Presidente do Sindicato dos Taxistas Autônomos (Sinditaxi), Luiz Carlos Capelo diz que, desde janeiro, tem notado um aumento de passageiros para sua categoria.

"Com os shows, hotéis cheios e exposição, a tendência é crescer", afirma ele, que considera ser difícil de calcular o aumento do fluxo. "Acabou a balinha, acabou a aguinha, o passageiro está enxergando a real situação do aplicativo e está retornando ao táxi."

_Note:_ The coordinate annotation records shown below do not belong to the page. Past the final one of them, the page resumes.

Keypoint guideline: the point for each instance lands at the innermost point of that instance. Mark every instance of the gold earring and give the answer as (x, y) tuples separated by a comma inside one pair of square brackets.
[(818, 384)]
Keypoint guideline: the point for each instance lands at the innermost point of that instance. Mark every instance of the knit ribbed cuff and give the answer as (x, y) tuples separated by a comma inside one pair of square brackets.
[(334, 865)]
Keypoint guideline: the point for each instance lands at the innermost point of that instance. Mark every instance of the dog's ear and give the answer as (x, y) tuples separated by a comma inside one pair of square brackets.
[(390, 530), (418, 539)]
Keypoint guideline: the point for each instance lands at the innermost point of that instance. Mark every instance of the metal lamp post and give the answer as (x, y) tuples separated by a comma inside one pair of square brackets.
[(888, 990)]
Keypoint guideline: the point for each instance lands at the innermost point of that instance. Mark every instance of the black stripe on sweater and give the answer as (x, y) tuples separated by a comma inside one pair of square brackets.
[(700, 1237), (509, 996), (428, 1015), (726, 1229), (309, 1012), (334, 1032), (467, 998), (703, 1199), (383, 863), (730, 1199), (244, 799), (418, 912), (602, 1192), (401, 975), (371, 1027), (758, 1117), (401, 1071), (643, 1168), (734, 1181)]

Ailson Ferreira Costa, que é taxista há cerca de cinco anos e trabalha em um ponto na Vila Leopoldina, na zona oeste da capital, nota que a demanda de passageiros cresceu pouco antes do Natal.

Ele cita uma vantagem do táxi: o uso da faixa de ônibus, uma vez que o trânsito da cidade volta a atingir patamares pré-pandêmicos.

Apesar da alta demanda recente, Costa afirma que só será possível analisar se os passageiros vieram para ficar após o reajuste da tabela de táxi. "Não sabemos como vai ficar essa dinâmica ainda. Teremos uma noção melhor na semana que vem", diz.

Não são apenas pessoas físicas que têm migrado para o táxi. Coordenadora administrativa da Central Rádio Táxi, Juliana Leite relata que a cooperativa, que conta com mais de 400 veículos, tem recebido nos últimos meses empresas que antes forneciam aos funcionários apenas corridas de aplicativos.

"Os aplicativos entraram no mercado de transporte com as tarifas muito baixas, mas, hoje, as tarifas acabam sendo iguais e sem a segurança do táxi", avalia ela.

Para o consultor em mobilidade e transporte Sergio Ejzenberg, a troca de aplicativos por táxis afeta a vida de quem tem poder aquisitivo mais favorável.

"Do ponto de vista da mobilidade urbana, essa troca não muda em nada porque seguimos usando automóveis para viagens", diz Ejzenberg. A seu ver, para se pensar na mobilidade com segurança e com baixo custo, é preciso investimento do setor público no transporte coletivo.

Procurada, a Uber, principal empresa citada pelos entrevistados desta reportagem, afirma que a demanda caiu abruptamente devido às orientações de isolamento social com a pandemia. Em meio à vacinação e à retomada das atividades presenciais, segundo ela, pessoas que antes não usavam a Uber no dia a dia passaram a optar pelo aplicativo.

A empresa afirma que, com o cenário de demanda crescente de usuários, "clientes estão tendo que esperar mais tempo por uma viagem porque, especialmente nos horários de pico, há momentos em que há mais solicitações do que motoristas parceiros disponíveis para atendê-los".

Sobre a alta dos valores das corridas, a empresa esclarece que, em razão do aumento constante dos combustíveis, vem "intensificando esforços para ajudar os motoristas parceiros a reduzirem seus gastos, com parcerias que oferecem desconto em combustíveis, assim como tem reajustado os preços das viagens para aumentar os ganhos dos parceiros".

Além disso, a companhia afirma que lançou, em 2020, a modalidade Uber Taxi, hoje em funcionamento só na capital paulista. "O usuário pode pedir um táxi cadastrado na prefeitura por meio do app da Uber, da mesma forma como está acostumado a pedir viagens nas outras categorias."